Care and Feeding

EVERETT813 at aol.com EVERETT813 at aol.com
Thu Jun 17 08:40:00 PDT 2004


In the spirit of Discovery, and trying to keep it short:

Several years ago I was doing an extensive education and training sequence in
World Class Manufacturing for a paper manufacturer in LA.   Yes, Los Angeles,
CA.   Their raw stock was pre- and post-consumer waste.   I was engaging the
entire workforce in the ideas of WCM, so it was a big project, many months.

One of the principles in WCM is the idea of the Outrageous Goal---the target
that can't be met by doing what we are currently doing, only 20% harder and
faster.   Rather, it is the system that must be changed.   It forces
significant, often radical thinking and systemic change.
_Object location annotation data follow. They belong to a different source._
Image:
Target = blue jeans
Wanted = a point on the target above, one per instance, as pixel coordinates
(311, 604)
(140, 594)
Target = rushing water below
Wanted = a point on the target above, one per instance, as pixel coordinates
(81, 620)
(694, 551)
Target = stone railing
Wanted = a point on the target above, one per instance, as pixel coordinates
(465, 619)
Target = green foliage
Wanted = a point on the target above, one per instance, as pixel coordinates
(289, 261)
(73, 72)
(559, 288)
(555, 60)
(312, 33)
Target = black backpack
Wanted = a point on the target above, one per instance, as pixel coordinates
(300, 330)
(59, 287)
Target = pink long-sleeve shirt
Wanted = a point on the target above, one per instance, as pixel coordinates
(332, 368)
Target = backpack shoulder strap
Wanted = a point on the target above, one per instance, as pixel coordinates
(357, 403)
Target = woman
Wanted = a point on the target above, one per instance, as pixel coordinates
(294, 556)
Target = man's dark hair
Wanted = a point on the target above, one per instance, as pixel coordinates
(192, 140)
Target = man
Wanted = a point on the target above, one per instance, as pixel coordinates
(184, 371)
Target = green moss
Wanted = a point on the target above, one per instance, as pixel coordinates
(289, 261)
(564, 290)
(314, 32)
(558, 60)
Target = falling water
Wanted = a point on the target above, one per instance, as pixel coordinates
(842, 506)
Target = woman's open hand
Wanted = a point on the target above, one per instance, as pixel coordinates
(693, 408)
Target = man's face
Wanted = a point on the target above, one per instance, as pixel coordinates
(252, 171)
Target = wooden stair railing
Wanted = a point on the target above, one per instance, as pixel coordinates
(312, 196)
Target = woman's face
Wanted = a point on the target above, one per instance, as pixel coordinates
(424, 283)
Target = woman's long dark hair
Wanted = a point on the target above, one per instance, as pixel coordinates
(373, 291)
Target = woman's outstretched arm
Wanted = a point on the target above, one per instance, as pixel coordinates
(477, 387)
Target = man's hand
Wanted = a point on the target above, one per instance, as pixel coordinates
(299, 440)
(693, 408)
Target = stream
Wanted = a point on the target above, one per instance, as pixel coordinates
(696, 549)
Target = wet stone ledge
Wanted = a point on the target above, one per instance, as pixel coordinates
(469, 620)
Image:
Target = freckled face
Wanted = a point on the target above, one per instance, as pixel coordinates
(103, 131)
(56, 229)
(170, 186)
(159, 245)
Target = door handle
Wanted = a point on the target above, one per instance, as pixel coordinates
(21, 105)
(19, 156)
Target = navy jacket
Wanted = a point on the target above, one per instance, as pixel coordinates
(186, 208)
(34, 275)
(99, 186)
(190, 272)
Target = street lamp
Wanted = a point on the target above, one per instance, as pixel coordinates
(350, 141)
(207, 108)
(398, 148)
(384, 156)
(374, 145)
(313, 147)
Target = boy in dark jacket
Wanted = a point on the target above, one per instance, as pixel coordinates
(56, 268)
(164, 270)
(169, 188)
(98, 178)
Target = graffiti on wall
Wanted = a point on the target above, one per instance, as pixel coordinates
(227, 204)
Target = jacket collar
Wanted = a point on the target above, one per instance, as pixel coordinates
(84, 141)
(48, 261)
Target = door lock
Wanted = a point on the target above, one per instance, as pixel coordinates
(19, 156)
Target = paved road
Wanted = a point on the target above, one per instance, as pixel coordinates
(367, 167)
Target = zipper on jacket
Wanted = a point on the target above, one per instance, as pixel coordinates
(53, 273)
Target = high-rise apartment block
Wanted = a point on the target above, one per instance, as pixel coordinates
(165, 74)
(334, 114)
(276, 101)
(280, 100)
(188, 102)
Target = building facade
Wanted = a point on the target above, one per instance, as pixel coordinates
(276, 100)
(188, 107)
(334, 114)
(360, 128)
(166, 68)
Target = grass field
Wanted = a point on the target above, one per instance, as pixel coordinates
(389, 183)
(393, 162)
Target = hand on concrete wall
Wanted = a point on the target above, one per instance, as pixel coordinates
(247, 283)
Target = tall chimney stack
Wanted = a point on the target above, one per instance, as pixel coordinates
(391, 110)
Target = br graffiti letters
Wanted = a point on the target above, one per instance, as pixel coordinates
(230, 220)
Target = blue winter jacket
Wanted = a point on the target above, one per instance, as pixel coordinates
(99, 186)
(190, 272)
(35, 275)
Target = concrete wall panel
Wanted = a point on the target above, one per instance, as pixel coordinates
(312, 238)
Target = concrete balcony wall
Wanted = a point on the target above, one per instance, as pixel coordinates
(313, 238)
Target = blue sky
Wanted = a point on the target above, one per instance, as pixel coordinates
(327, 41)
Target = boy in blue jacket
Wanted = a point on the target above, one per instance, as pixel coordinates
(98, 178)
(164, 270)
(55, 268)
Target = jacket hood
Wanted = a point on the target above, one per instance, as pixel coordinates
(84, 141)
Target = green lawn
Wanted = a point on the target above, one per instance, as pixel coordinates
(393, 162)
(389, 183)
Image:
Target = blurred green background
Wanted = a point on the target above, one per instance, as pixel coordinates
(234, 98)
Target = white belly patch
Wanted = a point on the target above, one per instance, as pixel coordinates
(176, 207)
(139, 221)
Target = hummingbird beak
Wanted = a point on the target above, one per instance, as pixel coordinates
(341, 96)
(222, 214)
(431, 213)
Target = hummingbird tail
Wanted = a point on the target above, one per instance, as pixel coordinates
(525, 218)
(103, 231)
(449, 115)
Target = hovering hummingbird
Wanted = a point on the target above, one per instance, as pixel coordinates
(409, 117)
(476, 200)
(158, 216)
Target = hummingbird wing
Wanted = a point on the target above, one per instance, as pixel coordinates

They had an opportunity to re-start an idle paper-making machine that had
been idle for two years on a new, high-demand product. (A paper machine is
HUGE---this one was two stories tall and 1500 feet long, 12-feet wide, with dozens
of giant drums to form and dry the paper at 1800+ feet-per-minute speeds).
Management's plan was a for four-month start-up sequence.   One of the engineers
said "Let's listen to Paul and set an Outrageous Goal."   Challenged by the
group as to what that would be, he said "How about two weeks?"   Lots of
laughing.   He persisted (brave lad).   After some lengthy discussion they decided
to do it.

It's the "rules" they set that make the story one of self-organization:
1.   Everyone in the plant was eligible to do the work, both production and
maintenance personnel.   All the work rules and other distinctions were
suspended.
2.   They could work with whom they wished to work, as many hours as they
wished to work (with a mandatory 10 hours off in every 24), on what part they
wished to work (subject to getting it all done--there was a huge checklist).
3.   Safety was paramount and not to be compromised.

So, these self-organizing teams got the machine up on test paper in 14 days
and delivered good paper to a desperate customer on the 17th day.   Over 100
people were on the floor cheering as the first roll went out the door.   The QC
manager accompanied the first rolls to the customer, who ran up and hugged
him---a first experience in 35 years of papermaking!!   Furthermore, because they
were first to market, they captured $2.5 million in additional sales over the
four-month management start-up plan.

That's the story. As close to an industrial miracle as I've witnessed in my
40 years of manufacturing experience.   I have several other such stories, one
regarding plastic pipe extrusion, but the principles were the same---set the
Outrageous Goal, set the "new rules" and get out of the way.